We define an operator ${\mathrm{\Delta }}_J$ on any almost Hermitian manifold by first projecting the gradient of a function to the tangent space of its level set, and then taking the divergence. We call ${\mathrm{\Delta }}_J$ the J-Laplacian operator. It is then shown that J-harmonic functions, which are functions H satisfying ${\mathrm{\Delta }}_{J}H=0$, are first integrals of the vector field $\delta {\omega }^{\mathrm{\#}}$ where ω is the fundamental 2-form. This generalizes the notion of Hamiltonian functions on symplectic manifolds, and provides a refreshing way to interpret the seminal classification of almost Hermitian manifolds by Gray and Hervella. Existence and non-existence of J-harmonic functions under some conditions are explored, where a connection to the problem of existence of closed orbits in dynamical systems is revealed.

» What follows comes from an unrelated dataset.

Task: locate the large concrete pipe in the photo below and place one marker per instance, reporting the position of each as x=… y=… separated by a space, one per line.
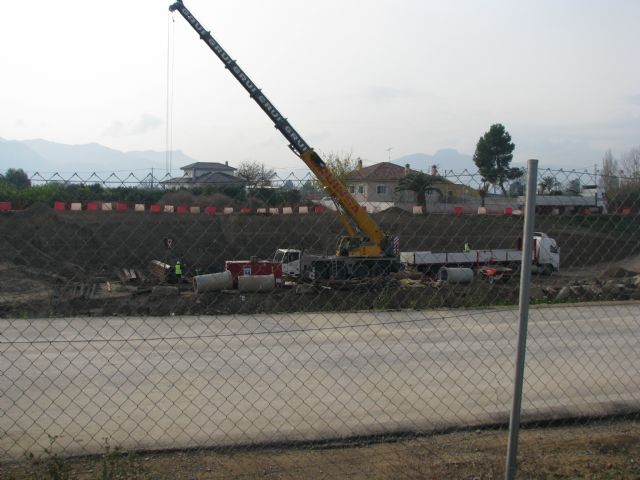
x=213 y=282
x=455 y=275
x=256 y=283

我们定义一个运算符 ${\mathrm{\Delta }}_{Ĵ}$首先将函数的梯度投影到其水平集的切线空间，然后求散度，然后在几乎所有的厄米流形上进行求解。我们称之为${\mathrm{\Delta }}_{Ĵ}$所述Ĵ -Laplacian操作者。然后，示出了Ĵ K谐波的功能，其是功能ħ满足${\mathrm{\Delta }}_{Ĵ}H=0$是向量场的第一积分 $\delta {\omega }^{\mathrm{＃}}$其中ω是基本2形式。这概括了辛流形上哈密顿函数的概念，并提供了一种新颖的方式来解释Gray和Hervella对几乎埃尔米特流形的开创性分类。探索了在某些条件下J谐波函数的存在与不存在，揭示了与动力学系统中封闭轨道存在问题的联系。